This looks pretty interesting, although I'll have to dig more into the examples to see why they chose this set of primitives (multipipes, multipipe blocks, and stored values).
Here is a 2009 paper, "Composing and executing parallel data-flow graphs with shell pipes", which is also a bash extension. (I'm impressed with anyone who successfully enhances bash's source code.)
Although it has a completely different model and I think more suitable for "big data".
I've always thought about integrating this functionality into elvish https://github.com/elves/elvish but cannot cone up with a good syntax. dgsh has a good one, but unfortunately using & breaks its traditional semantics. Does anyone has some idea of a tradition-compatible grammar?
Also, to nitpick, this is more accurately called a directed acyclic graph shell, or simply a DAG shell. The language doesn't seem to allow cycles. dagsh reads nicer than dgsh too.
I've worked with and looked at a lot of data processing helpers.
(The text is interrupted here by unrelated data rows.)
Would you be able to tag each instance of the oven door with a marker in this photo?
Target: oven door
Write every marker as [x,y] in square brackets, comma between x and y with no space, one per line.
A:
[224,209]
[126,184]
Tools, that try to help you build data pipelines, for the sake of performance, reproducibility or simply code uniformity.
What I found so far: Most tools, that invent a new language or try to cram complex processes into lesser suited syntactical environments are not loved too much.
A few people like XSLT, most seem to dislike it, although it has a nice functional core hidden under a syntax that seems to come from a time, where the answer to everything was XML. There are big data orchestration frameworks, that use an XML as configuration language, which can be ok, if you have clear processing steps.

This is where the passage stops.